Relationship between abnormal pelvic floor electromyography and obstetric factors in postpartum women: a cross-sectional study

Objective

To evaluate the surface electromyography (sEMG) of pelvic floor muscles (PFMs), compare between vaginal birth and cesarean section and correlate with maternity and obstetrics characteristics in primiparous 6–8 weeks postpartum.

Methods

PFMs surface electromyography screening data of primiparous postpartum women in our hospital at 6–8 weeks postpartum from 2018 to 2021 were selected and analyzed. The study collected data on delivery activities of 543 postpartum women totally.

Results

In general, the abnormal incidence of pelvic floor electromyography in postpartum women mainly occurred in slow muscle (type I fiber) stage and endurance testing stage. Compared to vaginal birth postpartum women, the incidence of abnormal pelvic floor electromyography in cesarean section postpartum women is lower. There were statistical differences in measurement values of pelvic floor electromyography in several different stages between cesarean section and vaginal birth (P < 0.005). Regarding the influence on pelvic floor electromyography, there were more influencing factors on vaginal birth postpartum women including age, height, weight, weight gain during pregnancy, gestational week, and first and second stage of labor than on cesarean section postpartum women whose influencing factors included age, weight gain during pregnancy, and newborn weight.

Conclusion

Effects on surface electromyography (sEMG) of pelvic floor muscles (PFMs) at 6–8 weeks postpartum differed based on the different modes of delivery. The high-risk obstetric factors closely related to abnormal surface electromyography (sEMG) of pelvic floor muscles (PFMs) were maternal age, height, weight, and second stage of labor.

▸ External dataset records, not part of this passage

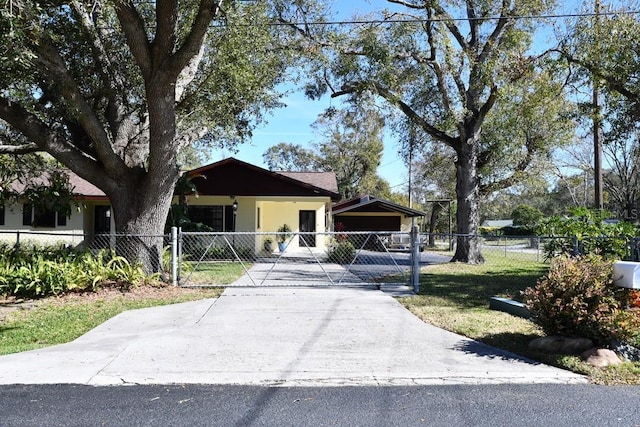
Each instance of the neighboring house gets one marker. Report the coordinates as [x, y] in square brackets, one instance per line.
[497, 223]
[369, 213]
[264, 200]
[91, 216]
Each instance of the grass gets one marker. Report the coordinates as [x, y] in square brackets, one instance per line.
[213, 273]
[455, 297]
[59, 320]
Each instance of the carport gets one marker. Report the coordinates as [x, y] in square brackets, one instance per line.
[372, 213]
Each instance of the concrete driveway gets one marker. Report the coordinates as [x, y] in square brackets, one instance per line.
[275, 336]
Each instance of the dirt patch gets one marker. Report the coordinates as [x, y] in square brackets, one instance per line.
[10, 304]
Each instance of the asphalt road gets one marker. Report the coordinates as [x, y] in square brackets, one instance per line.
[200, 405]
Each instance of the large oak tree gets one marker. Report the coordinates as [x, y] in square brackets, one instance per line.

As one of the important factors determining the quality of women’s lives, female pelvic floor muscles (PFMs) have been closely linked to physiological activities such as supporting internal organs, controlling urination and defecation, body position, and exercise, as well as play a huge role in sexual intercourse and childbirth. Pelvic floor disorders (PFDs) mainly involve pelvic floor-related muscle dysfunctions or diseases, with the most common cause of disorders being PFMs function degeneration or damage. At present, the commonly used holistic assessment methods of PFMs function include manipulation evaluation, vaginal pressure measurement, POP-Q scale assessment, transperineal PFMs ultrasonography, pelvic floor magnetic resonance imaging (MRI), pelvic floor surface electromyography (sEMG), etc [1]. Typically, sEMG is characterized as a real-time, non-invasive, reliable test that has a good correlation with resting tension measurement using manometry, maximum voluntary contraction (MVC) and PFMs endurance, reflecting muscle activation and fatigue, etc [2]. Currently, the commonly used evaluation protocol worldwide is the Glazer pelvic floor electromyography evaluation protocol proposed by Glazer and Marinsff. This provides a fixed model for measuring PFMs activity, and establishes a database of pelvic floor electromyography descriptions for normal people and those with PFDs [3].

PFDs are often associated with childbirth in women, with a higher incidence among those who have undergone vaginal delivery than cesarean Sects. [4,5,6]. According to Kuhlmann et al., the absolute risks of stress urinary incontinence (SUI) and pelvic organ prolapse (POP) after cesarean section are estimated to be 7% and 5%, respectively, and 13% and 14% after vaginal delivery, respectively [7]. However, we still don’t know much about the relationship between exposure of various obstetric delivery activities as well as the course and progress of pelvic floor diseases in women’s lives. Early identification of PFDs after delivery-related trauma enables us to effectively strategize and focus on pelvic floor rehabilitation to clinically interfere with and prevent the subsequent aggravation of PFDs requiring surgery. Moreover, the identification and prevention of long-term morbidity caused by pelvic floor injuries will also reduce medical costs [6].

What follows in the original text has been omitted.